Sidang Umum Ke-47 PBB, 22 Desember 1992, di Rio de Janeiro, Brasil, mendeklarasikan Hari Air Sedunia. World day for water adalah perayaan yang ditujukan sebagai usaha untuk menarik perhatian publik akan pentingnya air bersih dan usaha penyadaran untuk pengelolaan sumber-sumber air bersih yang berkelanjutan.Hampir semua sektor pekerjaan berkaitan langsung dengan air, walaupun perlindungan terhadap buruh yang bekerja di sektor keairan ini belum terlindungi regulasi secara memadai.
Tulisan ini mencoba menggugah kepedulian pembaca akan pentingnya air bagi kehidupan manusia, bagi hewan, bagi tanaman,bagi industri dan lainnya. Segi lain, harus disadari bahwa Sumber Daya Air (SDAir) bukan barang yang tersedia sepanjang masa, ada keterbatasan dalam ketersediaannya. Untuk itu dibutuhkan regulasi di dalam proses pengadaan, pemeliharaan dan penggunaannya.
Prilaku manusia yang kadang (baca selalu) hedonis membuat SDAir menjadi terbatas, padahal Indonesia ini merupakan kawasan dengan curah hujan yang teratur setiap tahun.
Walaupun satu dekade terakhir, keteraturan ini mulai terganggu dengan sulitnya memprediksi musim hujan dan musim kemarau secara pasti. Terjadi perubahan musim dan intensitas curah hujan yang tinggi, sedangkan kemampuan tanah untuk melakukan peresapan semakin berkurang. Gejala seperti ini bukan hanya dirasakan di Makassar dan Indonesia saja tetapi seluruh dunia kuatir dan terus mempelajari dan mengumpulkan data tentang perubahan iklim.
Perubahan iklim (climate change) merupakan hal yang tidak dapat dihindari akibat pemanasan global (global warming), diyakini akan berdampak luas terhadap berbagai aspek kehidupan, seperti sektor kesehatan, transportasi, ekonomi terutama sektor pertanian.
Perubahan pola curah hujan, peningkatan frekuensi kejadian iklim ekstrem, serta kenaikan suhu udara dan permukaan air laut merupakan dampak serius dari perubahan iklim.

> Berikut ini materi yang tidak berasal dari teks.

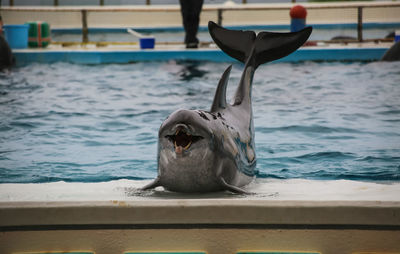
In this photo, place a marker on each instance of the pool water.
(92, 123)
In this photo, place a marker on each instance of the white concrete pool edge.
(261, 189)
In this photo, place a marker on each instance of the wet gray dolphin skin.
(206, 151)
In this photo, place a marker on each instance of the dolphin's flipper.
(153, 184)
(220, 94)
(232, 188)
(265, 47)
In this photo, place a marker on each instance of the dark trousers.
(190, 10)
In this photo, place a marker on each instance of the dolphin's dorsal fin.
(267, 46)
(220, 95)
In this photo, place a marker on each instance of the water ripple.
(88, 123)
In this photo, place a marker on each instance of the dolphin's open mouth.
(183, 139)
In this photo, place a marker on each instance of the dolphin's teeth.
(188, 145)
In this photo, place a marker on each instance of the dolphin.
(206, 151)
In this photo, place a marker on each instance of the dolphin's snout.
(182, 138)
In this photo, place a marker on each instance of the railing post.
(359, 23)
(219, 22)
(85, 29)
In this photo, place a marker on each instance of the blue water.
(92, 123)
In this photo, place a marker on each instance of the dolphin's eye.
(183, 139)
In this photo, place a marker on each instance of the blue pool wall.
(370, 25)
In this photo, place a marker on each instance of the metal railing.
(101, 2)
(219, 9)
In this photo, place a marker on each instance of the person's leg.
(191, 10)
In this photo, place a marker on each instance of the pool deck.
(91, 54)
(209, 226)
(345, 217)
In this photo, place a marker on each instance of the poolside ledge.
(206, 225)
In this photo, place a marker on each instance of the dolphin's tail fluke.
(261, 48)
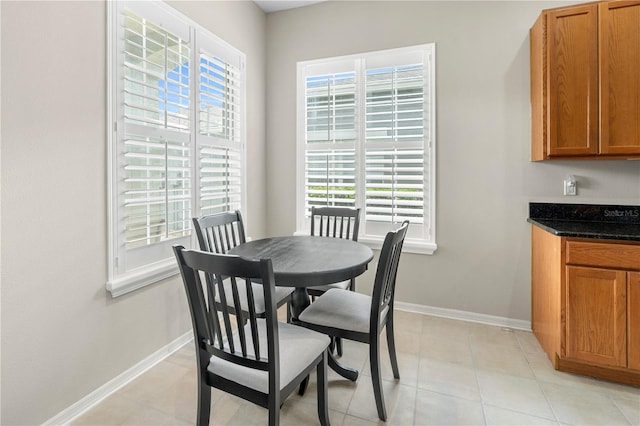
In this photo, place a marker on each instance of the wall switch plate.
(570, 186)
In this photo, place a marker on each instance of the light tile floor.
(451, 373)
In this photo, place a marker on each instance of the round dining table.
(307, 261)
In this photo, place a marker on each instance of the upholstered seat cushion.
(343, 285)
(342, 309)
(258, 295)
(298, 348)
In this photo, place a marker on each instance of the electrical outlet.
(570, 186)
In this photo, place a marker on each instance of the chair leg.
(323, 394)
(204, 403)
(274, 409)
(303, 386)
(391, 343)
(376, 377)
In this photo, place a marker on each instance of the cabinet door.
(572, 81)
(633, 319)
(619, 24)
(595, 315)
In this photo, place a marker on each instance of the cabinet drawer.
(619, 256)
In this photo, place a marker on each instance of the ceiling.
(269, 6)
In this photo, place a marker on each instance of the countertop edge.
(600, 235)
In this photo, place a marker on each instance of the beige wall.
(63, 336)
(484, 178)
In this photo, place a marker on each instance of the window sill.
(409, 246)
(142, 277)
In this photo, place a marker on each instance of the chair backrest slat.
(219, 233)
(241, 341)
(385, 280)
(336, 222)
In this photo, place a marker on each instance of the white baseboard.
(465, 316)
(71, 413)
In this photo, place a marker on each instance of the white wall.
(484, 178)
(63, 336)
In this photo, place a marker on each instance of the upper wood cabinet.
(585, 89)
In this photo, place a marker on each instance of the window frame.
(122, 279)
(426, 243)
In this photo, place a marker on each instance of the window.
(176, 143)
(366, 138)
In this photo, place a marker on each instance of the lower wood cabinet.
(596, 315)
(586, 305)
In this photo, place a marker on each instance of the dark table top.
(303, 261)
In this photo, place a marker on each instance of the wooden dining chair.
(359, 317)
(335, 222)
(219, 233)
(260, 359)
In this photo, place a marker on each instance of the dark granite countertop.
(610, 222)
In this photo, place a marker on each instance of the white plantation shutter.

Malahan berbagai macam penyakit, baik yang memang kronis, maupun akut.
Berbagai virus baru muncul dan mengakibatkan kepanikan bagi manusia, seperti virus Corona saat ini. Untuk sektorpertanian merupakan sektor yang mengalami dampak paling serius akibat perubahan iklim.
Di tingkat global, sektor pertanian menyumbang sekitar 14% dari total emisi, sedangkan di tingkat nasional sumbangan emisi sebesar 12% (51,20 juta ton CO2e) dari total emisi sebesar 436,90 juta ton CO2e. Walaupun angka ini mengecil jika emisi dari degradasi hutan, kebakaran gambut, dan dari drainase lahan gambut dimasukkan dalam perhitungan, maka kontribusi sektor pertanian hanya sekitar 8%.
Walaupun relatif kecil, dampak yang dirasakan sangat besar. Perubahan pola curah hujan dan kenaikan suhu udara menyebabkan produksi pertanian menurun secara signifikan. Kejadian iklim ekstrem berupa banjir dan kekeringan menyebabkan tanaman yang mengalami puso semakin luas.
Peningkatan permukaan air laut menyebabkan penciutan lahan sawah di daerah pesisir dan kerusakan tanaman akibat salinitas. Ini adalah proses otomatis yang diakibatkan oleh alam sendiri, bayangkan apa yang terjadi jika campur tangan manusia ikut dalam proses itu, seperti reklamasi pantai seperti yang dilakukan di kota-kota besar Indonesia, termasuk Makassar dengan dalih pembangunan.
Dampak perubahan iklim yang demikian besar memerlukan upaya aktif untuk mengantisipasinya melalui strategi mitigasi dan adaptasi. Teknologi mitigasi bertujuan untuk mengurangi emisi gas rumah kaca (GRK) dari lahan pertanian melalui penggunaan varietas rendah emisi serta teknologi pengelolaan air dan lahan.
Teknologi adaptasi yang dapat diterapkan meliputi penyesuaian waktu tanam, penggunaan varietas unggul tahan kekeringan, rendaman dan salinitas, serta pengembangan teknologi pengelolaan air. Tiba saatnya, warga kota sadar akan terjadinya degradasi lingkungan.
Air hujan yang sejatinya sebagai berkah, kadang datang sebagai bencana. Pemangku kepentingan (Pemerintah, Legislatif, LSM dan lainnya) diharapkan tidak melihatnya sebagai kehendak alam, dan akibat lain yang menyertainya (perubahan iklim, hanya dampak turunan dari badai yang memang harus diteruma, dan alasan lainnya).